五色に溶けた空の色



 ストーカー事件は、音声を提出し先生に相談し、適切な対応を取ってくれるということだった。この場合、あいつよりも処分が重くなることは考えにくいが、当分は安全だろう。そして僕はこれに北川くんも一役買ってくれたとも報告を付け加えておいた。北川くんのことを許しているわけではないが、それぐらいの感謝は僕にだってできる。

 僕と花梨の彼女説についても二組男子の匿名チャットに『花梨が付き合っているのはどうやら嘘らしい 』と北川くんが流してくれたし、僕たちのクラスには僕がクラスチャットで説明したことでおおよそ整理がついた。もう、手をつなぐこともないのかもしれない。
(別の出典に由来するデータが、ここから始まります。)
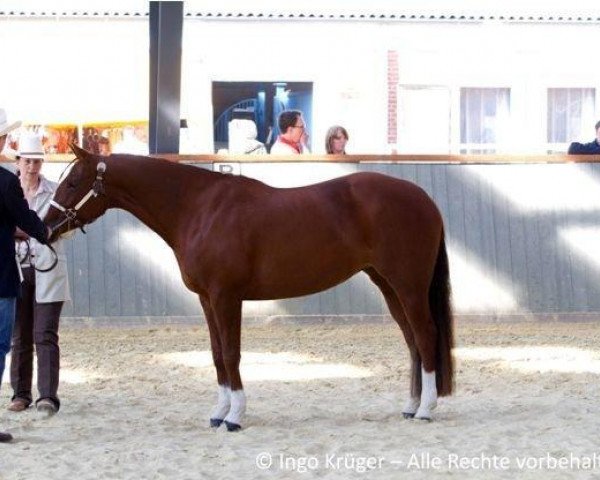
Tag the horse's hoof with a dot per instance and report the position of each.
(232, 427)
(215, 422)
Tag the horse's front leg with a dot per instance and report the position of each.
(220, 411)
(228, 317)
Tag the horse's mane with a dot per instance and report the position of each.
(187, 169)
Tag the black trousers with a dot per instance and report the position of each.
(35, 324)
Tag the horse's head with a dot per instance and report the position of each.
(79, 198)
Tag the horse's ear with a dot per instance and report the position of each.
(79, 152)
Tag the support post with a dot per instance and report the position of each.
(166, 31)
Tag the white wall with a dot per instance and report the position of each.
(79, 70)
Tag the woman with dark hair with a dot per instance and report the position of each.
(335, 141)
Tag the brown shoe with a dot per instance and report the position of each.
(46, 406)
(18, 405)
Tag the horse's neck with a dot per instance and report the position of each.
(154, 191)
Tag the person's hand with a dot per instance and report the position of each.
(20, 234)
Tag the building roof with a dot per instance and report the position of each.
(528, 11)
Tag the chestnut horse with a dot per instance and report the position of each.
(237, 239)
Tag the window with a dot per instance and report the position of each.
(484, 119)
(570, 117)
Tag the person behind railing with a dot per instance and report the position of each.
(292, 127)
(335, 140)
(592, 148)
(38, 310)
(242, 138)
(13, 212)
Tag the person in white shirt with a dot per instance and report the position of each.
(43, 293)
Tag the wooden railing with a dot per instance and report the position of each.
(367, 158)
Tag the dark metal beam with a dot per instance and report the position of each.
(166, 29)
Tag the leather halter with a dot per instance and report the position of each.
(70, 214)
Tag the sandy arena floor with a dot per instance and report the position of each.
(323, 402)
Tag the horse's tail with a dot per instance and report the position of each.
(441, 311)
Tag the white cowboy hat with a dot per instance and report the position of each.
(6, 127)
(30, 146)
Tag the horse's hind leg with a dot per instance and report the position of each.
(415, 301)
(224, 392)
(228, 318)
(412, 403)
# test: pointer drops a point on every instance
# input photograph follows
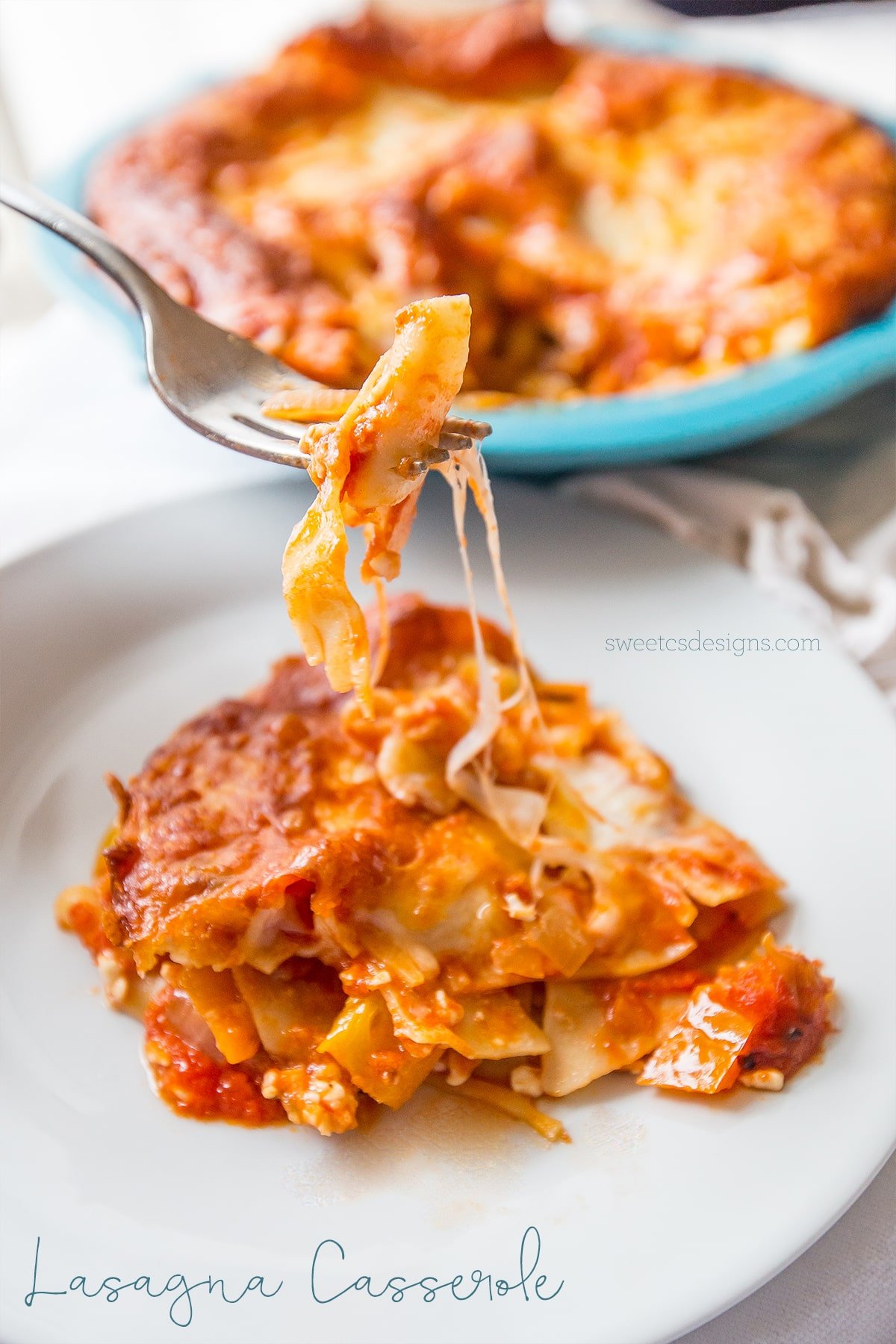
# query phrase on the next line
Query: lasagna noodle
(461, 874)
(621, 221)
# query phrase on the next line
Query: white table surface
(82, 438)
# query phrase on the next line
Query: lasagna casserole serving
(406, 859)
(618, 221)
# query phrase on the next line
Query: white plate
(662, 1211)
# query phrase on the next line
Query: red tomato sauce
(195, 1085)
 あの時のハグをした間に僕が具体的に何を言ったのかは覚えていないし、花梨に何を言われたのかも正直覚えていない。その理由は彼女の涙で流されてしまったからなんていうと怒られるだろうけれど、覚えていないのは本当だった。その時の僕だけが覚えていれば十分だろう。今日の僕と数日前の僕、ちょっぴり違う部分があるのは当たり前で、それは素直にいいことなんだなと思う。残像があるだけで僕は満足だ。

 ただ、一つだけ忘れられないのは——たった一つの星を見つけてしまったことだろうか。その一つの星が何を意味するのかはまだ確かではないけれど、おそらくはそういうことなのだろう。僕の選択すべき人はよく言えば運命的にも、悪く言えば皮肉にも見つかってしまったかもしれない。隠れていないで出てきてしまったんだと。

 久しぶりに、自販機でパックの小さな牛乳を買ってみた。容量が小さかったからすぐに飲み干してしまった。そんな飲み終わった牛乳パックを遠くからごみ箱に投げた。意外にもそれはゴミ箱の中に吸い込まれていった。そして手についた牛乳をふき取って、皆のいる屋上に走って向かった。

 ——いつかは、きっと。僕自身が選んだのだから。